According to a new study published in the journal Annals of Oncology, researchers in Germany have found that neoadjuvant treatment with anthracycline-taxane-based chemotherapy or treatment with everolimus plus paclitaxel in patients with triple negative breast cancer is not effective.
Early results of the GeparQuinto study demonstrated that neoadjuvant anthracycline-taxed based chemotherapy with bevacizumab increased pathological complete response rates in patients with triple negative breast cancer. The study also showed that patients who were non-responders to that regimen who then received everolimus plus paclitaxel had no difference in pathological complete response compared with those that received paclitaxel alone.
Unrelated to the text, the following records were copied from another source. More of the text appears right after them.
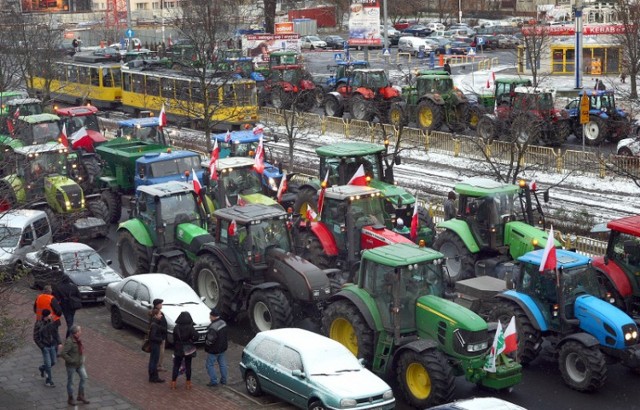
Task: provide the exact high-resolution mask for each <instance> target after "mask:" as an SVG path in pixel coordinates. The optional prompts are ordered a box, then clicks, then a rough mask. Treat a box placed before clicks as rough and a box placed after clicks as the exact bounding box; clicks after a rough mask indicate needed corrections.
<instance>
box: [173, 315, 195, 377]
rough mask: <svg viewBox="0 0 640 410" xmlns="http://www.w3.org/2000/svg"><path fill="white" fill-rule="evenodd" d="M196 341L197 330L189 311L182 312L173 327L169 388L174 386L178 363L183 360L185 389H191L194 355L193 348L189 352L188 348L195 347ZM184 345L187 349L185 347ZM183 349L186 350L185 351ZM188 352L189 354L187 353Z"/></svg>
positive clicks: (179, 369) (177, 373)
mask: <svg viewBox="0 0 640 410" xmlns="http://www.w3.org/2000/svg"><path fill="white" fill-rule="evenodd" d="M197 341H198V332H197V331H196V328H195V327H194V326H193V319H192V318H191V315H190V314H189V312H182V313H180V315H179V316H178V319H176V327H174V328H173V371H172V373H171V388H172V389H175V388H176V379H177V378H178V371H179V370H180V365H181V364H182V361H183V360H184V368H185V375H186V376H187V390H190V389H191V360H192V359H193V357H194V356H195V350H194V351H193V352H189V350H190V349H189V348H195V343H196V342H197ZM185 347H186V348H187V349H185ZM185 350H187V351H186V352H185ZM187 353H189V354H187Z"/></svg>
The long-term results show a 3-year disease-free survival rate of 80.8% and a 3-year overall survival rate of 89.7% in both groups of patients with breast cancer that received epirubin, cyclophosphamide, and docetaxel with or without bevacizumab. In addition, there was no difference in disease-free survival or overall survival rates between early non-responders that received paclitaxel with or without everolimus.
Although early results demonstrated increased pathological complete response rates in patients with breast cancer, particularly triple negative breast cancer, these long-term results to do not support the use of adding bevacizumab or everolimus.
Neoadjuvant treatment with anthracycline-taxane-based chemotherapy in breast cancer not effective.
The authors present disease–free (DFS) and overall survival (OS) analyses. Long–term results, in opposite to the results of pCR, do not support the neoadjuvant use of bevacizumab in addition to an anthracycline/taxane–based chemotherapy or everolimus in addition to paclitaxel for non–early responding patients.